2.3 Lists - naver/lispe GitHub Wiki

Implementation

In Lisp, lists are usually implemented as a linked list:

As we can see on this example, applying a cdr to this structure consists of positioning a pointer to the right cell. However, moving to the cell containing: 5 requires three steps. A list is a very powerful data structure, which allows for complicated updates, but prevents from any random access. Every access to a node imposes some structure traversal first. This is the reason why in most Lisps: push adds an element to the head of the list and not to the tail. Adding an element to the tail means traversing the whole structure to reach the last element, while adding an element to the head simply means: adding a new cell that points to the current head and transforming this new cell into the new head.

For people used to languages such as C, Java or Python, this way of handling lists is counter-intuitive as most instructions usually work the other way. appendin Python adds an element to the end of the list, not to the head.

LispE

LIspE proposes a different implementation that breaks with this tradition in Lisp to handle lists... well as lists. Our solution considers a list as a vector, in which elements can be directly accessed through their indexes and values are pushed at the end of a list. This solution certainly poses some problems and some traditional Lisp algorithms won't work as expected. However, it gives the developer a much natural way to access lists, while maintaining the way functions such as cdror carworks.

Home made list

The list implementation in LispE is homemade (see listes.h) and may need some explanations.

It is split in two classes: ITEM and LIST.

  • A LIST is composed of only two fields: home and item, with item being an ITEM element.
  • An ITEM is composed of a buffer, its size: sz and the position of the last element that was appended: last. status is a reference counter that indicates how many elements share this ITEM.

When a list is created, a LIST object is also created together with its ITEM object. The initial status value of this ITEM is 0. insert or push instructions will be processed as a push_back or an insert ITEM method. When the buffer is too small, a reserve is automatically called to enlarge the size of the buffer to accommodate new elements.

  1. Note that the status of an Element object is then handled in ITEM's methods.
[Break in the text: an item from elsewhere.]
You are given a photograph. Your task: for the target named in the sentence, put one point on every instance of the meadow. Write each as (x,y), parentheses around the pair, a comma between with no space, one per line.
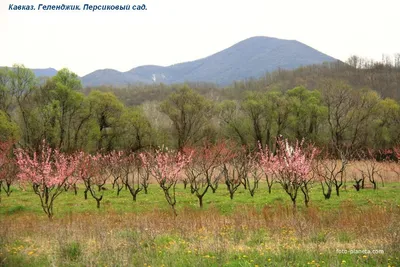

  2. Note also that item is deleted and cleared only when status is zero.

cdr

The initial LIST object is created with its home field being set to 0: Every access to an element through an index will automatically add home to this index.

  //home is added to pos
  inline Element*& operator [](long pos) {
        return item->buffer[pos+home];
    }

   //Same to compute the size of the structure
    long size() {
        return item->last - home;
    }

When a cdr is applied to this list, a new LIST object is created. However this new LIST object will share the same item as the list to which cdr was applied and will set home to reflect the number of cdr that was applied:

    // The new LIST object shares the item
    // Its home value is the previous current home with the new position
    // The ITEM status is then incremented
    LIST(LIST& l, long pos) {
        home  = pos + l.home;
        item = l.item;
        //We modify the common reference counter
        item->status++;
    }

Hence: (cdddr a) will be handled through a LIST object with home = 3.

Sharing ITEM

Pushing or inserting a new element in the ITEM structure will of course be reflected in the variables that point to that structure through different calls to cdr. We also ensure that the structure is cleaned and deleted, only when status is set to zero.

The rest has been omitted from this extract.